En uno de los videos, el protagonista es el discurso con el que Néstor Kirchner anunció el pago de 10.000 millones de dólares al FMI para cancelar la deuda pendiente en 2006. El otro es un video de campaña, con cuatro minutos de discursos de Máximo criticando al Fondo y a la oposición. “Los videos son una vergüenza y le hacen mucho daño al Presidente”, masculla uno de sus ministros en off the récord. Ni él, ni ningún otro miembro del Gabinete se atreverá a repetir el concepto de forma pública.

El Gobierno está obligado a partir en dos el proyecto de acuerdo con el FMI, porque los diputados de Juntos por el Cambio solo le votarán la refinanciación de la deuda para que la Argentina no caiga en default. Pero no acompañarán el programa de ajuste económico con tarifazo que diseñó Martín Guzmán. Si hubieran estado los votos del kirchnerismo que se llevó Máximo con su renuncia, les habría alcanzado para cumplir la promesa de aval institucional que el ministro de Economía hizo en Washington.

El fantasma que más temen el Presidente y sus colaboradores es que Máximo Kirchner haga en el Congreso un discurso de barricada contra el FMI y contra el acuerdo. Una arenga tribunera con la treintena de diputados kirchneristas ovacionándolo es la pesadilla que asalta al albertismo en estos días de tensiones sin remedio. “Máximo no va a doblar la apuesta; ya dijo todo lo que tenía que decir”, es el mensaje tranquilizador que les enviaron. Pero lo que menos abunda en el Gobierno es la tranquilidad.
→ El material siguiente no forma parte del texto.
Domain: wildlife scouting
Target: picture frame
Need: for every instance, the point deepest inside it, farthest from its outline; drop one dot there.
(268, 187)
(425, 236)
Los veteranos de la política con mejor estándar de memoria comparan este momento con los proyectos de Punto Final y Obediencia Debida, que oscurecieron el último tramo de la presidencia de Raúl Alfonsín. Arrinconado por las crecientes presiones militares, el líder radical debió aprobar en el Congreso dos leyes que lo amargaban. Lo hizo para apaciguar a quienes reclamaban que no se extendieran más los juicios por violaciones a los derechos humanos durante la última dictadura.

Con paciencia de líder, Alfonsín fue convenciendo uno por uno a los legisladores radicales. “Es una cuestión de Estado para llegar al final del gobierno y entregarle el mando a otro presidente civil”, era el argumento que la mayoría aceptó. Uno de sus dirigentes preferidos, Federico Storani, se abstuvo con el Punto Final y admitió que votaba la obediencia debida “con la nariz tapada”.
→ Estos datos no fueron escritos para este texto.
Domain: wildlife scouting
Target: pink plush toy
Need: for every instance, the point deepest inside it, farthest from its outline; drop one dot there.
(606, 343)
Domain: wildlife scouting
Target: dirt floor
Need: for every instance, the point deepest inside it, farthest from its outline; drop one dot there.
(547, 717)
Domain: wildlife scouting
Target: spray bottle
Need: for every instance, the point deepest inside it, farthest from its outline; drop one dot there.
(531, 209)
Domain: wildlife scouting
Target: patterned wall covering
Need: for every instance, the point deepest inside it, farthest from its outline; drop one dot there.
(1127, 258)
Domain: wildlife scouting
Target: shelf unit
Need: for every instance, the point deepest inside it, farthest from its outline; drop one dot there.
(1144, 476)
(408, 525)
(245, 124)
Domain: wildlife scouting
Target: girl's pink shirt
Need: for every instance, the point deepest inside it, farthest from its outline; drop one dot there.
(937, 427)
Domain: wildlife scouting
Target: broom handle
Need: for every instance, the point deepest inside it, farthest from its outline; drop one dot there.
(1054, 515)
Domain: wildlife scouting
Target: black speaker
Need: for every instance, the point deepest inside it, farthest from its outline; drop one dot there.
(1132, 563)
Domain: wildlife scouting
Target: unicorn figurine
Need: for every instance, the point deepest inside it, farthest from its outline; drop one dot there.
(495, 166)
El momento puso a prueba los nervios de aquellos radicales, los primeros en gobernar después de la noche de la dictadura militar. El presidente de la Juventud Radical, el hoy embajador kirchnerista ante la OEA Carlos Raimundi, le llevó a Alfonsín un documento en el que planteaban su rechazo a las dos leyes obligadas. El Presidente, en la soledad de la Casa Rosada, rompió suavemente las hojas del pronunciamiento sin siquiera leerlas.

“Esto es una mierda…”, escupió Alfonsín frente a Raimundi, sorprendiendo al vulnerar la línea de los buenos modales.

“¿Se creen que soy un cagón? Yo tengo una responsabilidad de Estado”, agregó, antes de dar media vuelta e irse por un pasillo.

Son escenas de otros tiempos. Impensables en estos días donde es habitual no hacerse cargo de las responsabilidades de Estado. A Máximo Kirchner nadie le dirá nada parecido a aquel exabrupto de Alfonsín. Le bastará seguramente con uno o dos videos en las redes sociales, porque el nivel de las decisiones políticas ha descendido a profundidades hasta ahora desconocidas.